If the USE_FCSH environment variable value is ‘true’, then the compiler will attempt to connect to an FCSHSocket on FCSH_PORT (12321 by default). The fcsh task simply sets this value to ‘true’, but you can also set this value on the command line, like:

rake test USE_FCSH=true

In your .bashrc or .bash_profile (will impact all Sprout v1.x projects on your system):

export USE_FCSH=true

Or in your Rakefile to always use FCSH for this project:

# Yes, it's a smelly string, but that's what Ruby wants for some reason...
ENV['USE_FCSH'] = 'true'

Regardless of which method you choose to trigger a build with FCSH, you must have an instance of the FCSH server running from the same project directory before calling the build task, or else you’ll get a failure. Once again, you can start the FCSH server with:

rake fcsh:start

If you forget this mysterious incantation, you can always list out the available rake tasks with the -T option:

rake -T

The Railroad

If you want to run builds with FCSH from multiple directories, you’ll need to give each client and server a unique port to connect on. You can do this in any of the ways indicated above for the USE_FCSH parameter, except you’ll specify the FCSH_PORT instead.

On the command line:

rake fcsh test FCSH_PORT=12567

In each shell instance:

export FCSH_PORT=12567

(Note: To always use a custom port, the export could be placed into your .bashrc or .bash_profile)
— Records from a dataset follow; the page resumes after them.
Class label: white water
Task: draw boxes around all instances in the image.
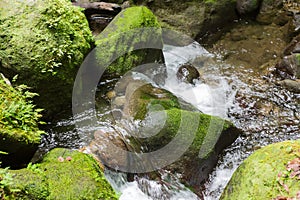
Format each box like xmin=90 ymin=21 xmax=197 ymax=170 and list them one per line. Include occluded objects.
xmin=106 ymin=43 xmax=237 ymax=200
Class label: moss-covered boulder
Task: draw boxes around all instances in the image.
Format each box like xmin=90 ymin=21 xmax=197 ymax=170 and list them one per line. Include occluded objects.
xmin=0 ymin=0 xmax=93 ymax=119
xmin=0 ymin=149 xmax=117 ymax=200
xmin=115 ymin=81 xmax=241 ymax=193
xmin=96 ymin=6 xmax=164 ymax=76
xmin=0 ymin=76 xmax=44 ymax=167
xmin=125 ymin=0 xmax=238 ymax=44
xmin=144 ymin=108 xmax=241 ymax=193
xmin=221 ymin=140 xmax=300 ymax=200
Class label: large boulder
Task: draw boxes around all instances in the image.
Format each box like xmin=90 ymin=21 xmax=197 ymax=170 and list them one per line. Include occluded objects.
xmin=126 ymin=0 xmax=238 ymax=44
xmin=256 ymin=0 xmax=291 ymax=25
xmin=0 ymin=76 xmax=44 ymax=168
xmin=220 ymin=140 xmax=300 ymax=200
xmin=0 ymin=149 xmax=118 ymax=200
xmin=0 ymin=0 xmax=93 ymax=119
xmin=112 ymin=81 xmax=241 ymax=193
xmin=96 ymin=6 xmax=164 ymax=76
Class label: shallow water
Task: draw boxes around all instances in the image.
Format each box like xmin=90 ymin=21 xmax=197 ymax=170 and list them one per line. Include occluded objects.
xmin=40 ymin=34 xmax=300 ymax=200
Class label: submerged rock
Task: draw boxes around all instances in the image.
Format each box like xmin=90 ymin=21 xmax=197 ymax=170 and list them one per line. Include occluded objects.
xmin=115 ymin=82 xmax=241 ymax=192
xmin=140 ymin=108 xmax=241 ymax=193
xmin=276 ymin=53 xmax=300 ymax=79
xmin=236 ymin=0 xmax=260 ymax=15
xmin=278 ymin=79 xmax=300 ymax=93
xmin=0 ymin=76 xmax=44 ymax=168
xmin=220 ymin=140 xmax=300 ymax=200
xmin=0 ymin=149 xmax=118 ymax=200
xmin=0 ymin=0 xmax=93 ymax=118
xmin=176 ymin=64 xmax=200 ymax=84
xmin=256 ymin=0 xmax=290 ymax=25
xmin=122 ymin=0 xmax=238 ymax=44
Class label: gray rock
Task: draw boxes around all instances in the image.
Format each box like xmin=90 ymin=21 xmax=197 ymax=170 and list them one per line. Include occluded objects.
xmin=236 ymin=0 xmax=260 ymax=15
xmin=278 ymin=79 xmax=300 ymax=93
xmin=276 ymin=53 xmax=300 ymax=78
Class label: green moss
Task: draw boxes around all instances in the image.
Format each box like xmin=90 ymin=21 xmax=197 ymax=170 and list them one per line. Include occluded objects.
xmin=96 ymin=6 xmax=162 ymax=75
xmin=0 ymin=79 xmax=44 ymax=145
xmin=0 ymin=0 xmax=94 ymax=119
xmin=221 ymin=140 xmax=300 ymax=200
xmin=145 ymin=108 xmax=233 ymax=158
xmin=1 ymin=149 xmax=117 ymax=200
xmin=0 ymin=0 xmax=93 ymax=86
xmin=129 ymin=84 xmax=180 ymax=120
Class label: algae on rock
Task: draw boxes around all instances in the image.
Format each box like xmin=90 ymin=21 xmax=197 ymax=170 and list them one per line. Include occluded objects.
xmin=96 ymin=6 xmax=164 ymax=76
xmin=0 ymin=149 xmax=118 ymax=200
xmin=221 ymin=140 xmax=300 ymax=200
xmin=0 ymin=0 xmax=93 ymax=119
xmin=0 ymin=79 xmax=44 ymax=167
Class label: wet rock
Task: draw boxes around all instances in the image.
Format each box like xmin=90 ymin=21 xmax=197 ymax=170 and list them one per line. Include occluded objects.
xmin=256 ymin=0 xmax=290 ymax=26
xmin=124 ymin=82 xmax=180 ymax=120
xmin=0 ymin=148 xmax=118 ymax=200
xmin=283 ymin=35 xmax=300 ymax=56
xmin=0 ymin=0 xmax=93 ymax=119
xmin=83 ymin=130 xmax=133 ymax=169
xmin=73 ymin=1 xmax=122 ymax=35
xmin=176 ymin=64 xmax=200 ymax=84
xmin=278 ymin=79 xmax=300 ymax=93
xmin=236 ymin=0 xmax=261 ymax=15
xmin=0 ymin=76 xmax=44 ymax=168
xmin=130 ymin=0 xmax=238 ymax=44
xmin=140 ymin=108 xmax=241 ymax=195
xmin=284 ymin=0 xmax=300 ymax=36
xmin=95 ymin=6 xmax=164 ymax=76
xmin=118 ymin=83 xmax=241 ymax=192
xmin=276 ymin=53 xmax=300 ymax=79
xmin=220 ymin=140 xmax=300 ymax=200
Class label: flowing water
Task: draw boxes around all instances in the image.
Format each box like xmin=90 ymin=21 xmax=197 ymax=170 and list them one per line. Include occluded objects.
xmin=40 ymin=34 xmax=300 ymax=200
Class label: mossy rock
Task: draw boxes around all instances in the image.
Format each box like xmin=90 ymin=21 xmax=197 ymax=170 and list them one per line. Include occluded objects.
xmin=4 ymin=148 xmax=118 ymax=200
xmin=132 ymin=0 xmax=238 ymax=44
xmin=96 ymin=6 xmax=164 ymax=76
xmin=0 ymin=0 xmax=93 ymax=119
xmin=125 ymin=83 xmax=180 ymax=120
xmin=124 ymin=84 xmax=241 ymax=193
xmin=0 ymin=77 xmax=44 ymax=168
xmin=221 ymin=140 xmax=300 ymax=200
xmin=139 ymin=108 xmax=241 ymax=193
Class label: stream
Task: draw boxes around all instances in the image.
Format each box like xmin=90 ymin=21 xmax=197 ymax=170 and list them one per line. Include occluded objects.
xmin=38 ymin=24 xmax=300 ymax=200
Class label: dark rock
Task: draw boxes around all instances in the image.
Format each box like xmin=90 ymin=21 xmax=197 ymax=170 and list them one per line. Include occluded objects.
xmin=0 ymin=76 xmax=44 ymax=169
xmin=140 ymin=109 xmax=241 ymax=195
xmin=0 ymin=0 xmax=94 ymax=120
xmin=0 ymin=149 xmax=118 ymax=200
xmin=276 ymin=53 xmax=300 ymax=79
xmin=283 ymin=35 xmax=300 ymax=56
xmin=256 ymin=0 xmax=290 ymax=25
xmin=127 ymin=0 xmax=238 ymax=44
xmin=73 ymin=2 xmax=122 ymax=35
xmin=96 ymin=6 xmax=164 ymax=76
xmin=236 ymin=0 xmax=261 ymax=15
xmin=73 ymin=2 xmax=122 ymax=16
xmin=176 ymin=64 xmax=200 ymax=84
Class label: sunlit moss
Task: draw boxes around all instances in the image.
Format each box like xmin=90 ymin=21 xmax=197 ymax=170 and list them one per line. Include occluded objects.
xmin=0 ymin=78 xmax=44 ymax=145
xmin=221 ymin=140 xmax=300 ymax=200
xmin=96 ymin=6 xmax=162 ymax=75
xmin=0 ymin=149 xmax=118 ymax=200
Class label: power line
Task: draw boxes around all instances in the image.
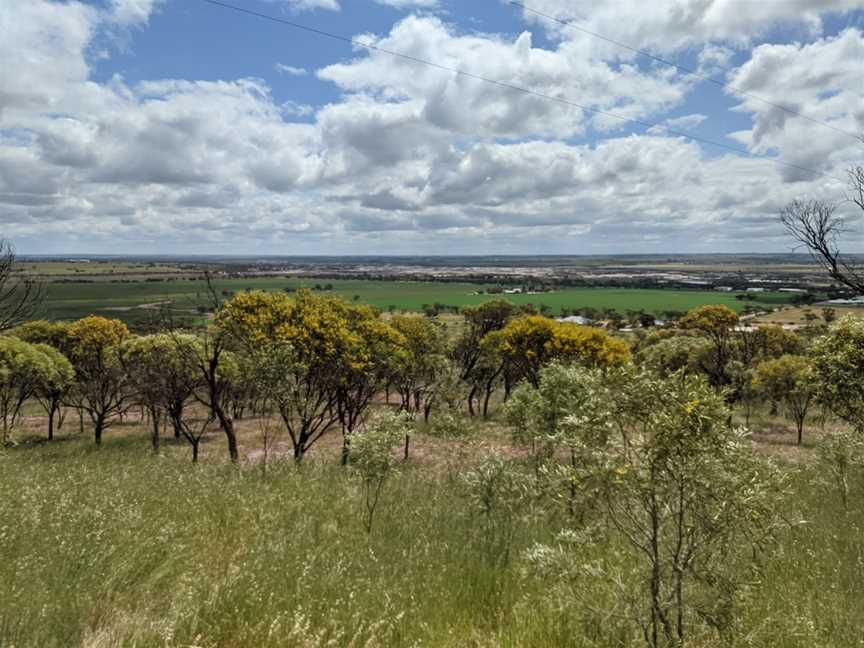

Anywhere in your Rakefile:

ENV['FCSH_PORT'] = 12567

Conclusion

You should now be able to easily integrate FCSH into your Sprouts v1.x build process at whatever scope you prefer and customize it appropriately too.

This brings us to the end of the “Using the Flex Compiler SHell (FCSH)” post. If you find anything here in error, please let us know, or better yet – fork, fix and send a pull request.